Roseanne Barr's Pack With the Devil
Nobody Knows just how many hundreds of Congressional interns are working overtime tonight, writing up bills to be introduced to contain the next madmen in America from another horrific killing of a politician. Guns should be banned (they will try) and it is being shouted by all liberals that those dangerous tea party folks and talk show hosts will just have to stop criticizing their government. One is already being written to banish certain "symbols."
It's gone too far, and Chris Mathews leg is going numb from the pain.
Many in the media, after reading the Arizona's killer rambling words, and seeing his 'Satanic" alter at his house, are admitting, he's a wacko. Nothing he said, or the shrine makes any sense, whatsoever....
Kinda of like...Roseanne Barr.
As we see from the killer's back yard, we can only assume that he was a Satanic worshipper. You also have to wonder just how widespread this skull worshipping is? (Can you say...Skull and Bones?)
Shouldn't we check into that bastion of Harvard and Yale lair? Is there devil worshipping going on there? (Do we need to even ask?)
And surprise, surprise! Guess who else made a pack with devil?
Yes, on Craig Ferguson's Show last night, she admitted that when she was twelve she made a pack with the devil that she wanted to be famous, and that's why she became famous.
(That's the devil eating Rosanne's soul at twelve.)
Well, at least we can't blame God anymore.
(See hilarious interview with Ferguson on her blog.--scroll down to middle.)
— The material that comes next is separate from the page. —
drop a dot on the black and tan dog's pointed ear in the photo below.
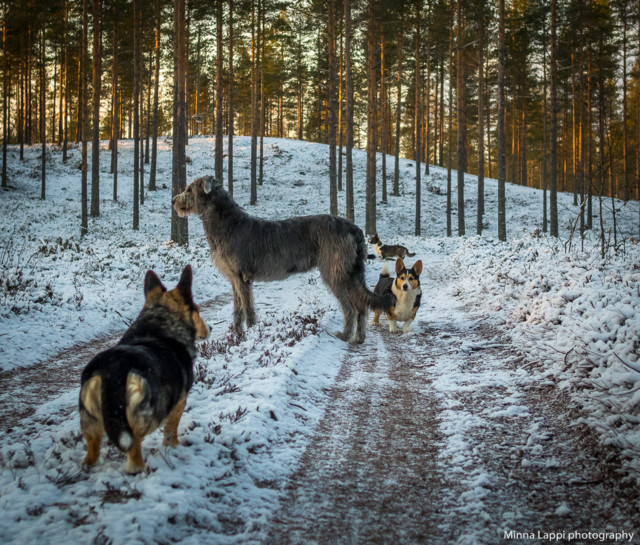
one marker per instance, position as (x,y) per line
(153,288)
(184,286)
Rosanne goes on to say that she later tried to get the devil to renege on her deal at Spago's. You have to read her book to find out if he gave her back her soul, but she hints that he did.
I'm not so sure. I'm not convinced that the Devil let her go. Check out the cover of her new book: Dispatches From the Nut Farm.
Yes: Roseanne has a nut farm. She plans to get everyone to eat her MACH nuts, and become a vegetarian like her. She personally has cut down over 3,000 Ironweed trees to save her nuts.
I'd say the cover is proof she is still working for Satan...or Chavez, or Castro, or Chris Matthews, or all three.
And she hates Sarah Palin.
Barr: "I think she's a loon and I think she's kind of a traitor to this country because she would love to erase the line between church and state, which I think this country was founded upon and should never, ever be trifled with in any way."
BARR: "Dick Cheney. He never worked a day in his life."
That's an anti-government rant, just like that guy in Arizona. Someone call Homeland Security.
Right. Dick Cheney never worked. Right.
BARR: But the Tea Party is owned by the richest people in the world. Come on..All you Tea Party spokespeople, you work for the Koch brothers and they’re like billionaires.
Okay..who are the Koch brothers? I want to know. I want some money.
She said this while arguing with Ted Nugent. You want to see some more nonsense? Go here.
Rosanne always puts her foot in her mouth...she said she was sorry for insulting the stupid Tea Party people, and blaming the media and religion for Marie's Osmond's son's suicide
"It just flew out of my mouth"...much like the worst rendition of our National Anthem ever
recorded. Oh, that was the devil's fault, not hers.
And here's a most famous quote that did not fly out of her mouth..
Actually, it came out the other end.:
BARR: I'm tired of watching as men destroy all the world. Everything used to be beautiful when women were in charge, (Nobody asks: When were women in charge? I wanna know what planet she is talking about.) and now I, working as the physical manifestation of the goddess Isis and the reincarnation of Cleopatra, have decided to save the world
She say this on her blog.
I know...scary. Let's pray.
Isis and Cleopatra? What's that make Gore...Zeus and Anthony?
I think Homeland Security should raid that nut farm...and find the skulls
With all the money she has, no doubt you might find this one-of-a kind, Damien Hirst's original--a real child's skull incased with 8,000 pink and white diamonds.
After all...Roseanne made a pack with the Devil...and it made her not only famous.. but rich.
What's this all mean? I'm not sure I wanna go there. My whole body feels numb.
I think someone should introduce a bill to send Roseanne Barr to Cuba...let her grow her nuts down there. The Devil loves company.